It's hard to believe that the first game was built by a core team of just five people. Thanks to POE currency trade its success more than 20 are now working on the sequel. The bigger team means there are designers focused solely on creating monsters or heroes or skills, tasks Sigman once juggled while also managing payroll. Artists and animators are doing things with the new 3D models that would require more illustrations than Bourassa could've ever created by hand. But they're both still in the trenches.

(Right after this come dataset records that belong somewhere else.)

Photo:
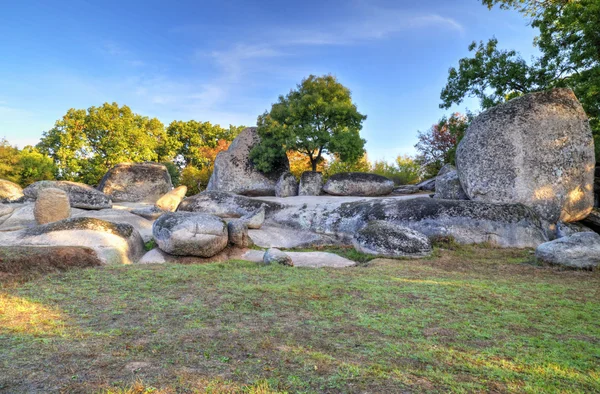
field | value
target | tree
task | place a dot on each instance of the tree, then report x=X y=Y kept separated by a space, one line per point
x=316 y=118
x=437 y=146
x=84 y=144
x=569 y=42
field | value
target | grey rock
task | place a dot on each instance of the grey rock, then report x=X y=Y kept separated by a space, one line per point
x=80 y=195
x=136 y=182
x=225 y=205
x=447 y=185
x=311 y=183
x=287 y=185
x=358 y=184
x=581 y=250
x=10 y=192
x=190 y=234
x=536 y=150
x=235 y=173
x=237 y=230
x=276 y=256
x=391 y=240
x=113 y=243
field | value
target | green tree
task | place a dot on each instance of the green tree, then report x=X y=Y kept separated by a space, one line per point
x=316 y=118
x=85 y=144
x=569 y=42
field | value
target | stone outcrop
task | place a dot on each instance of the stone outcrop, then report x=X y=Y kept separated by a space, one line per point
x=447 y=185
x=190 y=234
x=235 y=173
x=391 y=240
x=145 y=182
x=10 y=192
x=80 y=195
x=580 y=250
x=51 y=205
x=287 y=185
x=311 y=183
x=358 y=184
x=536 y=150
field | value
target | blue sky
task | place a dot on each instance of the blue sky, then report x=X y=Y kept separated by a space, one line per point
x=227 y=61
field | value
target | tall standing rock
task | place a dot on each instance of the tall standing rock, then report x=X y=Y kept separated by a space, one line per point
x=235 y=173
x=536 y=150
x=145 y=182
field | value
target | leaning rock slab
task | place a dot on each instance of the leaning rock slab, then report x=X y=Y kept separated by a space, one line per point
x=358 y=184
x=10 y=192
x=190 y=234
x=145 y=182
x=580 y=250
x=80 y=195
x=391 y=240
x=536 y=150
x=235 y=173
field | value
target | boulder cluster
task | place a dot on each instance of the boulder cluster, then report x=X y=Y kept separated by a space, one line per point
x=524 y=177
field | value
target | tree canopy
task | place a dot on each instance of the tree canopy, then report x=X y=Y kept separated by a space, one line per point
x=316 y=118
x=569 y=42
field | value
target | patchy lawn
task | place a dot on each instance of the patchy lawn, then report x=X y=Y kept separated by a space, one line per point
x=472 y=319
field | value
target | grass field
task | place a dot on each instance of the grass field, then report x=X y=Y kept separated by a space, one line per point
x=470 y=319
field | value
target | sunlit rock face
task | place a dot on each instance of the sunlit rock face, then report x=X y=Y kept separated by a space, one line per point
x=536 y=150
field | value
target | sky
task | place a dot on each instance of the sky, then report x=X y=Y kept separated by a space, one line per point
x=227 y=61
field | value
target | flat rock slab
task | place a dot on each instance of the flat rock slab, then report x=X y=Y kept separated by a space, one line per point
x=306 y=259
x=286 y=238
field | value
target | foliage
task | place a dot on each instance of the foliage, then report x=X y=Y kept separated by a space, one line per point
x=437 y=146
x=24 y=166
x=84 y=144
x=404 y=171
x=316 y=118
x=569 y=42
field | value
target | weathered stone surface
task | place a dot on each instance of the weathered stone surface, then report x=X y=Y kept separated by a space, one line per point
x=225 y=205
x=113 y=243
x=311 y=183
x=171 y=200
x=306 y=259
x=51 y=205
x=10 y=192
x=358 y=184
x=190 y=234
x=536 y=150
x=287 y=185
x=447 y=185
x=142 y=225
x=391 y=240
x=255 y=219
x=136 y=182
x=237 y=230
x=581 y=250
x=276 y=256
x=80 y=195
x=235 y=173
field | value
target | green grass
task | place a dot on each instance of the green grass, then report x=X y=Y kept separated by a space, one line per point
x=470 y=319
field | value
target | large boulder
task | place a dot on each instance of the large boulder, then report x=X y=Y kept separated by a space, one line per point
x=235 y=173
x=287 y=185
x=311 y=183
x=358 y=184
x=536 y=150
x=10 y=192
x=137 y=182
x=80 y=195
x=580 y=250
x=391 y=240
x=51 y=205
x=114 y=243
x=447 y=185
x=190 y=234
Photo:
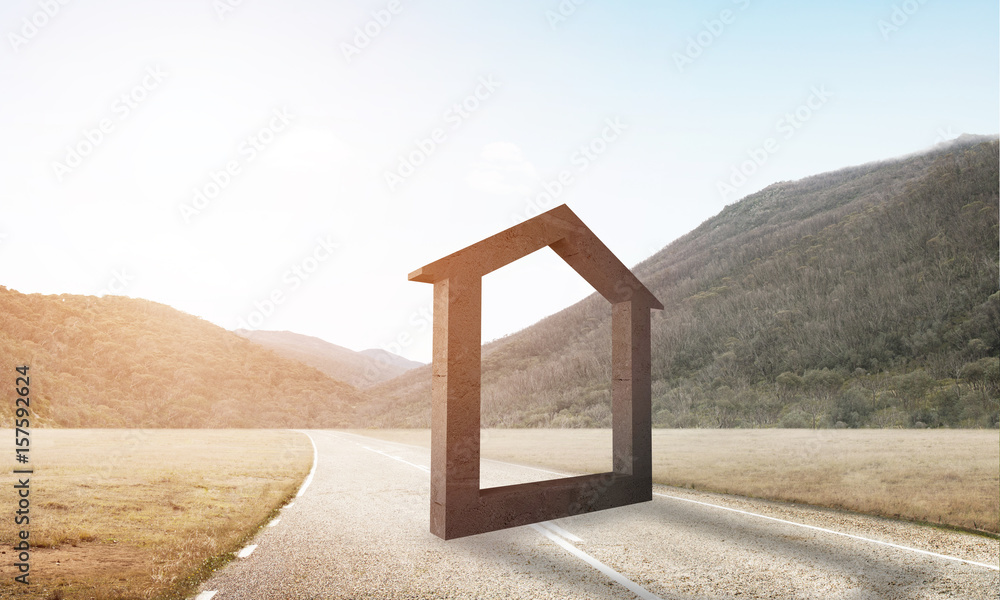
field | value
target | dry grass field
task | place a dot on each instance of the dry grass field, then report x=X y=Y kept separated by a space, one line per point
x=942 y=476
x=144 y=513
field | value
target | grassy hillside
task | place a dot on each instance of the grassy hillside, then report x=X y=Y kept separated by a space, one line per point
x=120 y=362
x=360 y=369
x=865 y=297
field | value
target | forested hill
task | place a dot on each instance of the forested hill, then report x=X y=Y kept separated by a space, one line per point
x=121 y=362
x=866 y=297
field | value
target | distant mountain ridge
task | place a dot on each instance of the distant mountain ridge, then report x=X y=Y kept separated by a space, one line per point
x=123 y=362
x=360 y=369
x=865 y=297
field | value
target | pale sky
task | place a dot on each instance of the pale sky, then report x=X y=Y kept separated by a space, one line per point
x=216 y=155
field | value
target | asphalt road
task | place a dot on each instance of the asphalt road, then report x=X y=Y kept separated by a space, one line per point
x=359 y=529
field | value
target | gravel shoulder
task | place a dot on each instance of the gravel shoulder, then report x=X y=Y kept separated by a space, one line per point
x=360 y=531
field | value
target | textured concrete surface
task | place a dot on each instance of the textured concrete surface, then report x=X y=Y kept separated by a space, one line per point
x=360 y=531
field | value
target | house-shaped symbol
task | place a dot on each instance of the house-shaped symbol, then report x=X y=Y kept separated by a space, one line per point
x=458 y=506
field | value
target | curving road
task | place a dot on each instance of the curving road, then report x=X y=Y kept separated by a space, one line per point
x=359 y=529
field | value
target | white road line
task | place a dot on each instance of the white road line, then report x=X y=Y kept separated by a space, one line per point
x=560 y=531
x=831 y=531
x=603 y=568
x=813 y=527
x=312 y=471
x=387 y=455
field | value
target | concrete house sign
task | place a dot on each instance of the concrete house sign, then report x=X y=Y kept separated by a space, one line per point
x=458 y=506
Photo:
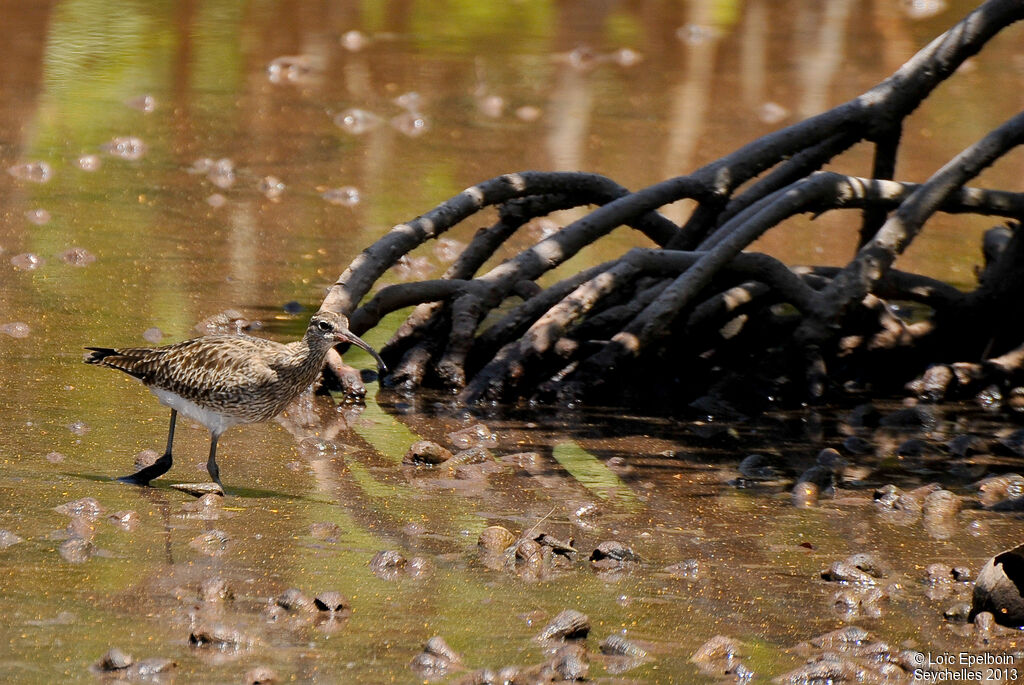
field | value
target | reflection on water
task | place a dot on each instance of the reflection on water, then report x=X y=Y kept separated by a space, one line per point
x=169 y=161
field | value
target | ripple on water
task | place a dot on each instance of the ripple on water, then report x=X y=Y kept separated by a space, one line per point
x=125 y=147
x=37 y=172
x=346 y=196
x=38 y=216
x=15 y=330
x=153 y=335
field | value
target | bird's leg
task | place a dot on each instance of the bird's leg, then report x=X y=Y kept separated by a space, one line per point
x=159 y=467
x=211 y=464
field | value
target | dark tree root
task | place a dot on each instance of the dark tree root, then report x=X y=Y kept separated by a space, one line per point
x=667 y=318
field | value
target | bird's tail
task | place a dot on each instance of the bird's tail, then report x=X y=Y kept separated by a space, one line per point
x=97 y=354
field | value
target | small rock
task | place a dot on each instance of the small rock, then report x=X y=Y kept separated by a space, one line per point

(Image credit: Red Hook Studios)
"It was important we own it and have our hands right in it," says Bourassa. "All we know how to do is what we did the last time. If we throw all that out and hire a bigshot producer from EA to just run the whole thing, we don't know where that leads, right? All we really know is the experience we had together. So we tried to preserve as much of that as possible and still create inroads and ownership for the team along the way. It really stems from, we don't want to fuck it up, quite frankly."
In our hours of talking about Darkest Dungeon 2, neither of them belaboured the connection between its more hopeful metaphor and their own intense creative process – that they both feel the need to take risks to make a videogame that satisfies them. But when my first run inevitably goes to hell and I contemplate leaving my petty egomaniac plague doctor by the side of the road, I know I'll think back to how Chris Bourassa describes the feeling he hopes this sequel can evoke after Darkest Dungeon's bottomless nihilism.
"This game is more about trying to swim up, hoping you have enough air to break the surface, and the fear that you experience when you realise that it's just a little further out of reach each time," he says. "It's about trying to surface and trying to come to POE currency buy grips with your failures. But if you can manage to do it, there is a path to a better future." Or, at least, a path to a better trinket.